En ese momento, vio la casa donde vivía Tally Clutton. Había enfilado aquel estrecho camino desde el Heath infinidad de veces durante los cuatro años anteriores, pero al topar con aquella casa siempre experimentaba una sorpresa inesperada. Parecía cómodamente instalada en su sitio entre la hilera de árboles, y sin embargo constituía un anacronismo. Quizás el arquitecto del museo, obligado por el capricho de su patrón a construir una réplica exacta del siglo xviii para el edificio principal, había diseñado la casa pequeña de acuerdo con sus propios deseos. En el lugar donde se alzaba, detrás del museo y apartada de la vista, a su cliente seguramente no le molestaría demasiado el que fuese discordante. Parecía una ilustración sacada de un cuento infantil, con sus dos miradores en la planta baja, a cada lado del porche, el par de ventanas sencillas encima, bajo el tejado, y el cuidado jardín delantero con el sendero enlosado que llevaba a la puerta principal flanqueado por sendas parcelas de césped y un seto bajo de ligustro. En mitad de cada una de esas parcelas había un arriate oblongo y ligeramente elevado, y allí Tally Clutton había plantado sus habituales ciclámenes blancos y púrpura y sus pensamientos blancos.

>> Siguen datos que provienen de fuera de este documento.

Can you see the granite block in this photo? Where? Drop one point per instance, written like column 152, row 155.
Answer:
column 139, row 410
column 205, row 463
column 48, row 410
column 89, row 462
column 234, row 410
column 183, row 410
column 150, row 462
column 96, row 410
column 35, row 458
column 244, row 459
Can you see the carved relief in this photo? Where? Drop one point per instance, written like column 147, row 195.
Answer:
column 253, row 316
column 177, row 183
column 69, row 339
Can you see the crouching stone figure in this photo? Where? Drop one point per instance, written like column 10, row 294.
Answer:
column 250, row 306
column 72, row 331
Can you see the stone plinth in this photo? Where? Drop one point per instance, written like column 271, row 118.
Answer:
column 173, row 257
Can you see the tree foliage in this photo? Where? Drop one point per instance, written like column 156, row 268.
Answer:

Al acercarse a la puerta del jardín, Tally apareció entre los árboles. Llevaba el viejo chubasquero que solía ponerse para los trabajos de jardinería y sostenía en las manos un cajón de madera y un desplantador. Aunque le había dicho -él no conseguía recordar cuándo- que tenía sesenta y cuatro años, aparentaba ser más joven. Su rostro, de tez un tanto curtida, empezaba a mostrar los surcos y las arrugas de la edad, pero era un rostro agradable, de mirada penetrante tras las gafas, tranquilo. Se trataba de una mujer satisfecha, pero no, gracias a Dios, demasiado dada a esa jovialidad resuelta y desesperada con que algunas personas mayores intentan desafiar el desgaste de los años.